Product Review: Fisher-Price Royal Potty & Fisher-Price Royal Potty Step Stool

In just the last few weeks, potty training has really taken off in our house. We are now the proud owners of not one, but two potties. We started off with the Fisher-Price Royal Potty. That has been in the boys' bathroom for about six months now. It's supposed to give off a fanfare to reward proper use but that's never worked properly. I think the light sensor just isn't sensitive enough. The only time we seem to get fanfare is when we bump into the potty. I like this potty, however, because it's very easy to clean - the bowl just slides right out. It's also a good size for Alex.

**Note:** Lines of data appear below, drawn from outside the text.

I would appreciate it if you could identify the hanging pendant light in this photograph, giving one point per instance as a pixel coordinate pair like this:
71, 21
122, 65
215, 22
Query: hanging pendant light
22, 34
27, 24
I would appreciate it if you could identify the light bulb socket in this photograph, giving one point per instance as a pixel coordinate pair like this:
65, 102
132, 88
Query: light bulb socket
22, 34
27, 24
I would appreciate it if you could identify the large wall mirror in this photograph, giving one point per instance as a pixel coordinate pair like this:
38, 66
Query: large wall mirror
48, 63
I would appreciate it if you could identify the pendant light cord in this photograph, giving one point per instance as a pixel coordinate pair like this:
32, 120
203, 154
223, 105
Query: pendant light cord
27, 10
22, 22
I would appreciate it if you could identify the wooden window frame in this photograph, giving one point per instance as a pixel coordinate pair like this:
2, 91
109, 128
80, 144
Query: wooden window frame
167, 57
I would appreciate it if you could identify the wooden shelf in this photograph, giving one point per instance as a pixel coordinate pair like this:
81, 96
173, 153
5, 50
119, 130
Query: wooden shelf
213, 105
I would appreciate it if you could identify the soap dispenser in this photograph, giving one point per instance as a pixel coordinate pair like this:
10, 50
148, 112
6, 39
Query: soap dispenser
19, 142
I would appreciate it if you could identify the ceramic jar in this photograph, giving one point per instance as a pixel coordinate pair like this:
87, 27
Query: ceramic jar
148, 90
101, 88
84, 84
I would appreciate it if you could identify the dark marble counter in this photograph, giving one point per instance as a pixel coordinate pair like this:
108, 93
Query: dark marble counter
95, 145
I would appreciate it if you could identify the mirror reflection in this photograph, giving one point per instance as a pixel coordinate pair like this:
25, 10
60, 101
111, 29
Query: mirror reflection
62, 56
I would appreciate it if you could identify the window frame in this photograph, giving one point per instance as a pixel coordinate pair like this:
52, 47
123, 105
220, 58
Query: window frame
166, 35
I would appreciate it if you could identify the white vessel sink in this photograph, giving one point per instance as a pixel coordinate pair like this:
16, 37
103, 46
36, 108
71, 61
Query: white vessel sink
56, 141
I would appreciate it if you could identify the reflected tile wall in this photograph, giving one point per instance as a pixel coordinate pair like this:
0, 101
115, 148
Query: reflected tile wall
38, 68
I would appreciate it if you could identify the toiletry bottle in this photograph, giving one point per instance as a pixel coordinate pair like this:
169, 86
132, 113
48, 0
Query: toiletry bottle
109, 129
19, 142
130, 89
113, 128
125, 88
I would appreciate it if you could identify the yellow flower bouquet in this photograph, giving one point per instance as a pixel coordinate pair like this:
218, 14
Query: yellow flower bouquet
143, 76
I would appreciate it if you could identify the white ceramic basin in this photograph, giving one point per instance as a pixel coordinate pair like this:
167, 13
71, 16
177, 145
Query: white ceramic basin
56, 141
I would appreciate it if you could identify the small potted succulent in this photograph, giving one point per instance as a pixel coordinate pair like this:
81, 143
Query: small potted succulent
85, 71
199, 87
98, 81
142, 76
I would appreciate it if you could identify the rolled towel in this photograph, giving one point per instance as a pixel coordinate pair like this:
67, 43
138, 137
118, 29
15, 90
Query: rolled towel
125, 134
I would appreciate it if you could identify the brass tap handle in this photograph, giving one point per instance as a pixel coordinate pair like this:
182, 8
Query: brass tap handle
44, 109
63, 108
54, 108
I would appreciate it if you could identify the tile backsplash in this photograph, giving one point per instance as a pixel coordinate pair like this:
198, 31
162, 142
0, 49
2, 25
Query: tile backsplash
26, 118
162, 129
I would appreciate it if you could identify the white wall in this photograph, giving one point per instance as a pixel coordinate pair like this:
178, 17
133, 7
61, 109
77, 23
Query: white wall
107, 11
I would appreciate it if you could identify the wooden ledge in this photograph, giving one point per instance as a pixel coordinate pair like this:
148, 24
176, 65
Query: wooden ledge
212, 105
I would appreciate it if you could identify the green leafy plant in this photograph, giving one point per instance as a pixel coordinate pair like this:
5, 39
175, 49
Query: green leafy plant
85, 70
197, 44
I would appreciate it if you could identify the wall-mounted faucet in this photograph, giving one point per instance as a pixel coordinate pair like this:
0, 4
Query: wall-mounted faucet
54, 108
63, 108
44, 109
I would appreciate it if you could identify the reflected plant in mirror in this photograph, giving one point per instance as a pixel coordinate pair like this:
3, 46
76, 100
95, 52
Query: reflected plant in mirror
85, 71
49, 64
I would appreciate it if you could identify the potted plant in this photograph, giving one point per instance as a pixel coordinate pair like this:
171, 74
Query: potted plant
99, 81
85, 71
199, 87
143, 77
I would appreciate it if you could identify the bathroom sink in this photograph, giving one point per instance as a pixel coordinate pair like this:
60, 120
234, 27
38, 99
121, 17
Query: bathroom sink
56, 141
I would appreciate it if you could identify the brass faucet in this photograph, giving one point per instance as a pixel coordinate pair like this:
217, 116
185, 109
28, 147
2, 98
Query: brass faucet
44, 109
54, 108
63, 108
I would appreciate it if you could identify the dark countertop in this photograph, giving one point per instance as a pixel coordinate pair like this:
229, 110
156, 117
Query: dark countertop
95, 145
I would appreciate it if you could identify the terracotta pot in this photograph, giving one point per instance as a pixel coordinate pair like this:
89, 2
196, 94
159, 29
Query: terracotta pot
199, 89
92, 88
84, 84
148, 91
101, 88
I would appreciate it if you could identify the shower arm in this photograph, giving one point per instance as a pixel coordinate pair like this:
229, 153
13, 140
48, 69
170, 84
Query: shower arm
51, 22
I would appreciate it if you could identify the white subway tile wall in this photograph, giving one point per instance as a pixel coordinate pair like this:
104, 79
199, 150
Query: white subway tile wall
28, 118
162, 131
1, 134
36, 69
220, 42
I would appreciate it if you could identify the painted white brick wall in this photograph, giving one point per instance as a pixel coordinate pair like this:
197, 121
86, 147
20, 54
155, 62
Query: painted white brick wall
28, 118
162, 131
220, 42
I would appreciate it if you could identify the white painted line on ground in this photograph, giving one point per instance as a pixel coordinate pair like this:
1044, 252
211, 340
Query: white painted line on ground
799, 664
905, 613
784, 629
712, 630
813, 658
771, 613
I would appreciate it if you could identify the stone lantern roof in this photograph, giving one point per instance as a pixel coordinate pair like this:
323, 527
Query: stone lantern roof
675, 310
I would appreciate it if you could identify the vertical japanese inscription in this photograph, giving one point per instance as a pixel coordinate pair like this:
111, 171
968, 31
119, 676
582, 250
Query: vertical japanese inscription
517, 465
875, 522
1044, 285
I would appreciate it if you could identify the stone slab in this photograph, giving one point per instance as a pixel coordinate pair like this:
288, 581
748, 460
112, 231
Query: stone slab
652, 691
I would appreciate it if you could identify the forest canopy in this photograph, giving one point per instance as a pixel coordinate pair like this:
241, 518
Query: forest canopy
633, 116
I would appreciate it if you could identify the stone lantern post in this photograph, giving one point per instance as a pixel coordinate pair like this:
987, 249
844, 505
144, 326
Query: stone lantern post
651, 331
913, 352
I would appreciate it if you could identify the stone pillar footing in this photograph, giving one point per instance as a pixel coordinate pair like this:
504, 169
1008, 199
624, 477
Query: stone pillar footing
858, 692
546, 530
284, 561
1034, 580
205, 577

Because we're using the potty so much, we acquired a second one for the downstairs bathroom. I would have gotten the exact same one but they didn't have any at the Target nearest our house and I want to check out another store or wait for shipping. So I picked up the Fisher-Price Royal Potty Step Stool, which turned out to be more different than I expected. For one thing, the shield that keeps urine in the bowl when used by boys can be folded down - something Alex enjoys doing while we sit there. Instead of sliding the bowl out, you have to lift up the seat and then lift up the bowl, so it's not quite as easy to clean. But on the other hand, there's no risk of Alex pulling the bowl out while he's sitting on the potty. The step stool version has the added benefit of a built-in trainer seat for the big toilet and, like the name implies, it folds up to be a step stool. Finally, the sensor on this version is a little different and produces fanfare at appropriate times; however, it also produces fanfare even when nothing happened and so is a little misleading.

The final verdict: I like both potties but if I could only have one, I think I'd go with the step stool version because of the versatility.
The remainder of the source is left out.